Add doc for automatic pendingSegments cleanup #5565

jihoonson · 2018-04-03T00:23:20Z

This change is

clintropolis · 2018-04-03T20:04:35Z

docs/content/configuration/coordinator.md

 |`killAllDataSources`|Send kill tasks for ALL dataSources if property `druid.coordinator.kill.on` is true. If this is set to true then `killDataSourceWhitelist` must not be specified or be empty list.|false|
+|`killPendingSegmentsSkipList`|List of dataSources for which pendingSegments are cleaned up if property `druid.coordinator.kill.pendingSegments.on` is true. This can be a list of comma-separated dataSources or a JSON array.|none|


Oops, isn't this for the list of datasources for which pendingSegments should not be cleaned up as the above description says?

Oops, fixed.
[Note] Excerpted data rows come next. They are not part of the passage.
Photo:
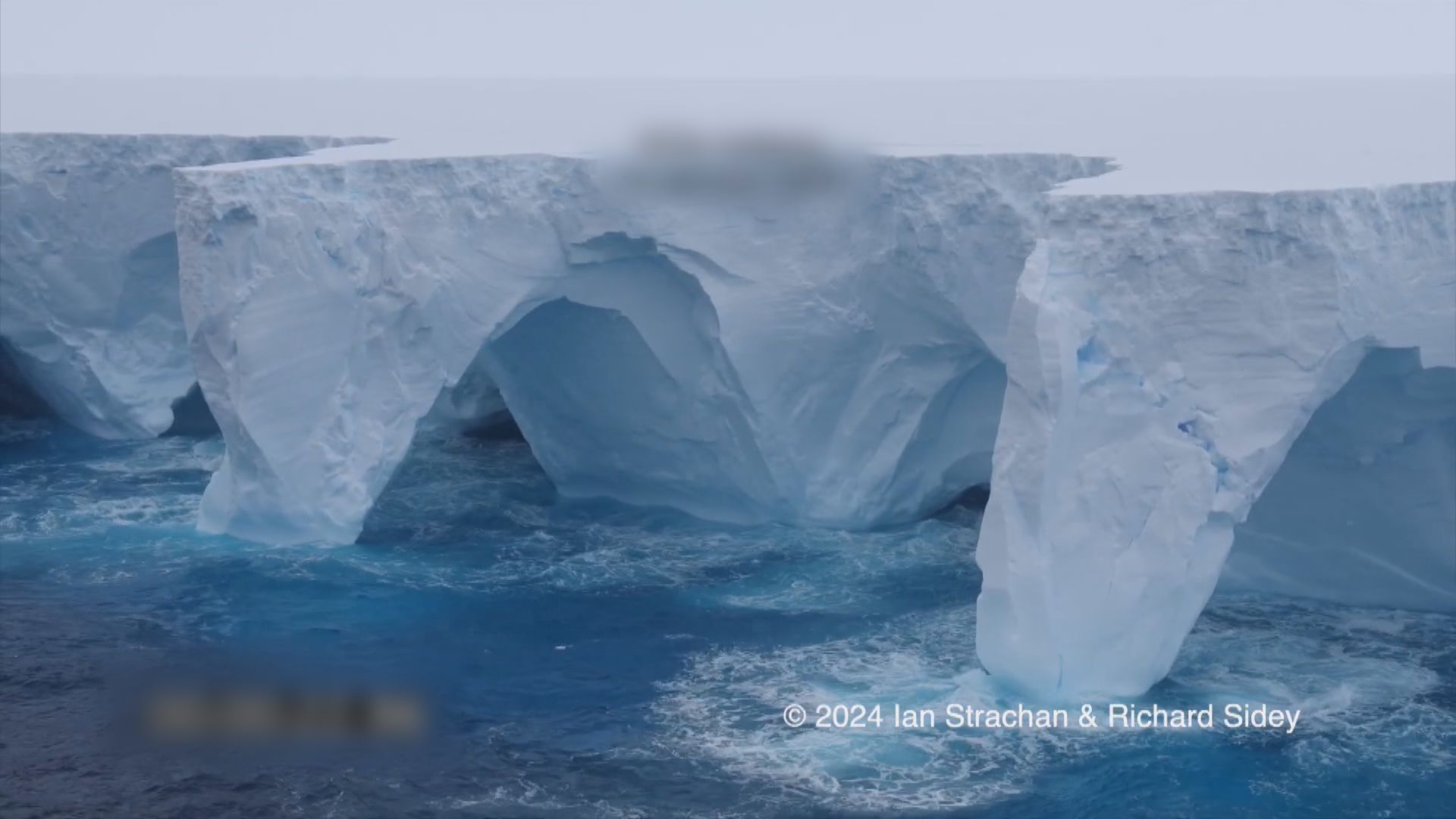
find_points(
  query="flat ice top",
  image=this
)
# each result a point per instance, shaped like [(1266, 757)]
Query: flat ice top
[(1166, 134)]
Thanks.

clintropolis · 2018-04-03T20:12:47Z

docs/content/configuration/coordinator.md

@@ -30,6 +30,7 @@ The coordinator node uses several of the global configs in [Configuration](../co
 |`druid.coordinator.conversion.on`|Boolean flag for converting old segment indexing versions to the latest segment indexing version.|false|
 |`druid.coordinator.load.timeout`|The timeout duration for when the coordinator assigns a segment to a historical node.|PT15M|
 |`druid.coordinator.kill.on`|Boolean flag for whether or not the coordinator should submit kill task for unused segments, that is, hard delete them from metadata store and deep storage. If set to true, then for all whitelisted dataSources (or optionally all), coordinator will submit tasks periodically based on `period` specified. These kill tasks will delete all segments except for the last `durationToRetain` period. Whitelist or All can be set via dynamic configuration `killAllDataSources` and `killDataSourceWhitelist` described later.|false|
+|`druid.coordinator.kill.pendingSegments.on`|Boolean flag for whether or not the coordinator clean up old entries in the `pendingSegments` table of metadata store. If set to true, coordinator will check the created time of most recently complete task. If it doesn't exist, it finds the created time of the earlist running/pending/waiting tasks. Once the created time is found, then for all dataSources not in the `killPendingSegmentsSkipList` (see [Dynamic configuration](#dynamic-configuration)), coordinator will ask the overlord to clean up the entries 1 day or more older than the found created time in the `pendingSegments` table. This will be done periodically based on `period` specified.|false|


Maybe specify which period setting this uses since it doesn't have it's own and there is druid.coordinator.period and druid.coordinator.kill.period

Good point. Fixed to druid.coordinator.period.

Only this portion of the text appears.